La mentalité a grandement changé en 50 ans. Pendant les années 1970, nous pensions impossible de rénover et de réutiliser les bâtiments et les ensembles patrimoniaux. Aujourd’hui, les projets de recyclage sont constamment dans les médias de masse ainsi que dans les médias spécialisés. À travers l’Europe, on doit voter bientôt sur le projet House Europe (présenté il y a quelques mois par le CCA), qui est contre la démolition et pour la requalification et le recyclage. La campagne milite pour rassembler un million de signatures à présenter au Parlement européen.
À Montréal, il y a beaucoup à faire, face au manque d’entretien, voire à la désaffectation des bâtiments. Regardons face au Vieux-Port, dans le Vieux-Montréal, où les ressources allouées par Québec manquent malgré l’insistance des discours sur l’importance de notre culture.

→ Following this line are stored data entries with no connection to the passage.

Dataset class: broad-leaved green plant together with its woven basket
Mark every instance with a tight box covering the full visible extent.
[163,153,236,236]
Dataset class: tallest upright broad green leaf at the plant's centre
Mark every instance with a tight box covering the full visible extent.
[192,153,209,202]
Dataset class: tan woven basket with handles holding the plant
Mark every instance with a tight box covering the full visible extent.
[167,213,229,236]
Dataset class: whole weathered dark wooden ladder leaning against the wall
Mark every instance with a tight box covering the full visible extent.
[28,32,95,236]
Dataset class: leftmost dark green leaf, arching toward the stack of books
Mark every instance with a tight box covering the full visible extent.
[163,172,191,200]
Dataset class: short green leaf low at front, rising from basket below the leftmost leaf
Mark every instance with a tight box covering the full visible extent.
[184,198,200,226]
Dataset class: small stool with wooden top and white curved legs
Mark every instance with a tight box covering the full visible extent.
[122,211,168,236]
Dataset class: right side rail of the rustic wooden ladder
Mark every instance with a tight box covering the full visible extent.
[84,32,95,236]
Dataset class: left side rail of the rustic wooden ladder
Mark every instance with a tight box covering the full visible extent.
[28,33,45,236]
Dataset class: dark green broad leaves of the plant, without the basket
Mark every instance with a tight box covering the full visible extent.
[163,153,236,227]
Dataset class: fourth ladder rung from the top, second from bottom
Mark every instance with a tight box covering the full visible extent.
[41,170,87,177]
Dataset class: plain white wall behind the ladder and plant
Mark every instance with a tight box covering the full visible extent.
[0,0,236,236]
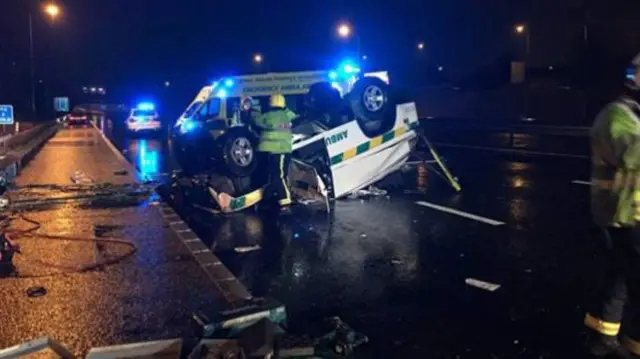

N’est-il pas criminel de ne rien faire ? De ne pas former un partenariat fort entre la Ville et la Province pour surmonter la crise du logement en accélérant la reconversion des grands ensembles patrimoniaux et des institutions religieuses ? Et de ne pas élargir le cercle de ceux qui peuvent amener des solutions pour les bâtiments patrimoniaux à requalifier, comme ces exquis manoirs du campus de McGill ?

Dans notre métropole, qui compte cinq universités, il est urgent de créer des programmes de formation professionnelle pour une compréhension sociologique et culturelle de nos milieux de vie.
Pour relever les défis des 50 prochaines années, nous aurons grandement besoin d’Héritage Montréal et de l’implication des gens engagés qui vivent ces problèmes, qui sont libres d’y réfléchir et qui peuvent éveiller leurs concitoyens. Pour réaliser ce que nous voulons tous — c’est-à-dire un Montréal avec son unicité patrimoniale et des quartiers distincts —, nous devons tous travailler ensemble et trouver de nouvelles solutions liant les modalités de financement, la rénovation, la construction — nous tous : les pouvoirs publics, les milieux universitaires, les promoteurs immobiliers, les associations citoyennes et les organismes de l’économie sociale, incluant les groupes de ressources techniques en habitation.
Concordia salus! Depuis les initiatives citoyennes et les consultations publiques pionnières des années 1980, c’est un trait distinctif du modèle montréalais qu’il faudra renforcer.